The walk should have taken five minutes, but it took Sami fifteen. Eventually, he managed to find the place. He spotted the Albanian sitting on a stool outside the entrance to the new building from a way off. He was the sort of beefy man who, beneath all the fat, was more muscular than the majority of people. The man’s hands and arms were covered in tattoos, and on his neck, above the collar of his T-shirt, dark green flames licked at his earlobes.

The Albanian struggled to get up from the stool as Sami approached. He didn’t give the baby a single glance.

“You can go in,” he said.

The building was dark, but there was some light coming from an open door farther ahead. Sami saw two more people inside the office. They looked exactly like the man who had been left on guard duty outside, and he remembered that they were all brothers. He had never done business with them before, but that was the whole point. Not using any of his normal contacts. The room was crowded and dirty, and the computers looked like something IBM had thrown together during the nineties.

“This way,” one of them said, laboring to get up from a dark green velvet armchair that was leaking stuffing.

Sami followed the man into the corridor, up a dark staircase and past a long line of locked doors. They didn’t pass anyone else along the way. Maybe the brothers were renting out the entire building?

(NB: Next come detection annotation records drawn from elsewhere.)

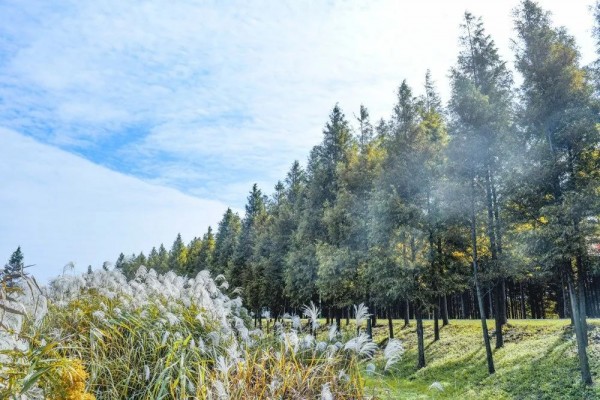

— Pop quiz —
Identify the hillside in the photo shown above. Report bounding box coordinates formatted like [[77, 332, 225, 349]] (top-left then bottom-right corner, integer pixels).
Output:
[[366, 320, 600, 399]]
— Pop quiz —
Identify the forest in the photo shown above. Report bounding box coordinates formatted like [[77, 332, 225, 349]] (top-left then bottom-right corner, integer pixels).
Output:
[[110, 1, 600, 388], [3, 0, 600, 398]]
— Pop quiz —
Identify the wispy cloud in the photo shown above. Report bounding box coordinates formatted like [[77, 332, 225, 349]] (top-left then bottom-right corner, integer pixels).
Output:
[[0, 0, 593, 206], [0, 128, 226, 281]]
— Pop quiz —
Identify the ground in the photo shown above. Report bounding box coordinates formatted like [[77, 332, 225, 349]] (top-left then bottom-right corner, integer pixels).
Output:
[[356, 320, 600, 399]]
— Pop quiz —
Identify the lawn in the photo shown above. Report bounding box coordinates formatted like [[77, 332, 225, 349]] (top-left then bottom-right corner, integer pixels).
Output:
[[364, 320, 600, 399]]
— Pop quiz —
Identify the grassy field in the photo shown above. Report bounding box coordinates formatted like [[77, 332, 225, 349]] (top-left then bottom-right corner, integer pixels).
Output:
[[358, 320, 600, 399]]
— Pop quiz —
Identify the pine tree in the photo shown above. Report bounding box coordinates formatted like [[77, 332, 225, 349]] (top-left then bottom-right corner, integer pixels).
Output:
[[1, 246, 25, 287], [515, 0, 600, 385], [213, 208, 242, 274]]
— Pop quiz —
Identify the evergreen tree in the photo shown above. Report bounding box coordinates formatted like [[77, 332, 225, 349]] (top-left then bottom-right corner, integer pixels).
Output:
[[1, 246, 25, 287], [156, 243, 169, 274], [168, 233, 187, 274], [515, 1, 600, 385], [213, 208, 242, 278]]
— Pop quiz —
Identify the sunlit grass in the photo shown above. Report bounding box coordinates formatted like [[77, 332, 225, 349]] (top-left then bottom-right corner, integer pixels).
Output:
[[366, 320, 600, 399]]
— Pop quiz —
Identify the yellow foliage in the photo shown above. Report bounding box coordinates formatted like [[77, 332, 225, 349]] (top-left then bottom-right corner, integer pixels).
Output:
[[48, 359, 96, 400]]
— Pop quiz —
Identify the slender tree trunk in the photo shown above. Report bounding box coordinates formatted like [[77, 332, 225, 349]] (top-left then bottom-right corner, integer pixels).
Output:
[[519, 282, 527, 319], [471, 179, 496, 374], [388, 307, 394, 339], [371, 306, 377, 326], [575, 255, 588, 347], [442, 295, 449, 326], [567, 265, 592, 386], [494, 284, 504, 349], [415, 304, 425, 369], [433, 305, 440, 342]]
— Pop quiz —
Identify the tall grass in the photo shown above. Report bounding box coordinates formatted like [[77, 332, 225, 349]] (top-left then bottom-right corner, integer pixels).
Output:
[[0, 267, 398, 399]]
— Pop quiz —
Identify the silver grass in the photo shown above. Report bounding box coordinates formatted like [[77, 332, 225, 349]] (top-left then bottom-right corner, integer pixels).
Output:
[[383, 339, 404, 371]]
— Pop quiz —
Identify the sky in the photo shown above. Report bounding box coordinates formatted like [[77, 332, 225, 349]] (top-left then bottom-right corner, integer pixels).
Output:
[[0, 0, 596, 280]]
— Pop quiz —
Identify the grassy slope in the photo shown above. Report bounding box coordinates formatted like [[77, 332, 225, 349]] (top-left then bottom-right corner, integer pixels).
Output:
[[358, 320, 600, 399]]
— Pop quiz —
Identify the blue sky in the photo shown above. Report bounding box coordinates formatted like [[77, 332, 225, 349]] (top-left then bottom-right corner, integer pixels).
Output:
[[0, 0, 595, 282]]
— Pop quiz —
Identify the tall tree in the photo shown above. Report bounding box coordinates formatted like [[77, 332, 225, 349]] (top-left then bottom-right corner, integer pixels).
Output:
[[450, 12, 512, 348], [2, 246, 25, 287], [213, 208, 242, 274], [514, 0, 600, 385]]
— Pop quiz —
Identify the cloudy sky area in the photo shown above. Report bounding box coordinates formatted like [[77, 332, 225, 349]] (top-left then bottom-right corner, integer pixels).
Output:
[[0, 0, 595, 277]]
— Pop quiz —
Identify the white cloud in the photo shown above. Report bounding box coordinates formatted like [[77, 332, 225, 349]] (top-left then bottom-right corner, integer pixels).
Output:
[[0, 0, 595, 206], [0, 128, 226, 281]]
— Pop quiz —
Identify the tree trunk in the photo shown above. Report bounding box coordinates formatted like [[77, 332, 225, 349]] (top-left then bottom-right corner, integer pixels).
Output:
[[442, 295, 449, 326], [519, 282, 527, 319], [415, 305, 425, 369], [471, 179, 496, 375], [575, 255, 588, 347], [567, 265, 592, 386], [433, 305, 440, 342], [494, 284, 504, 349]]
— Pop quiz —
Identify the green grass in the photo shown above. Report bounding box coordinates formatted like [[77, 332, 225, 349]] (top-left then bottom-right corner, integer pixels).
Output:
[[358, 320, 600, 399]]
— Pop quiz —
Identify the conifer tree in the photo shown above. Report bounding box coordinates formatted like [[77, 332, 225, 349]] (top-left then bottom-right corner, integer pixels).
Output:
[[2, 246, 25, 287], [213, 208, 242, 274], [515, 0, 600, 385]]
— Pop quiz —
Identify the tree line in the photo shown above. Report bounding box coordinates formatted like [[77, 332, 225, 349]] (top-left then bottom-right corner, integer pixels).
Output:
[[116, 0, 600, 384]]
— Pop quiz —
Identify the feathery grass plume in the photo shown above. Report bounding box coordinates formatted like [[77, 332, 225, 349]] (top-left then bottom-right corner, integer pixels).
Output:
[[302, 301, 321, 332], [328, 322, 339, 342], [0, 267, 368, 400], [344, 333, 377, 358], [429, 381, 444, 392], [383, 339, 404, 371], [321, 382, 333, 400], [365, 363, 377, 376]]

The Albanian stopped in front of the second-to-last door, unlocked it, reached inside and switched on the light.

“Have a look round,” he said. “And tell me what you want.”

Sami stepped into the room. It was both an exhibition room and a storage area. Machine guns and smaller firearms were displayed on top of wooden boxes in the same way you would see sneakers on sale at ICA Maxi. Sami absentmindedly touched some of the pieces with his left hand; he was still carrying John with his right arm.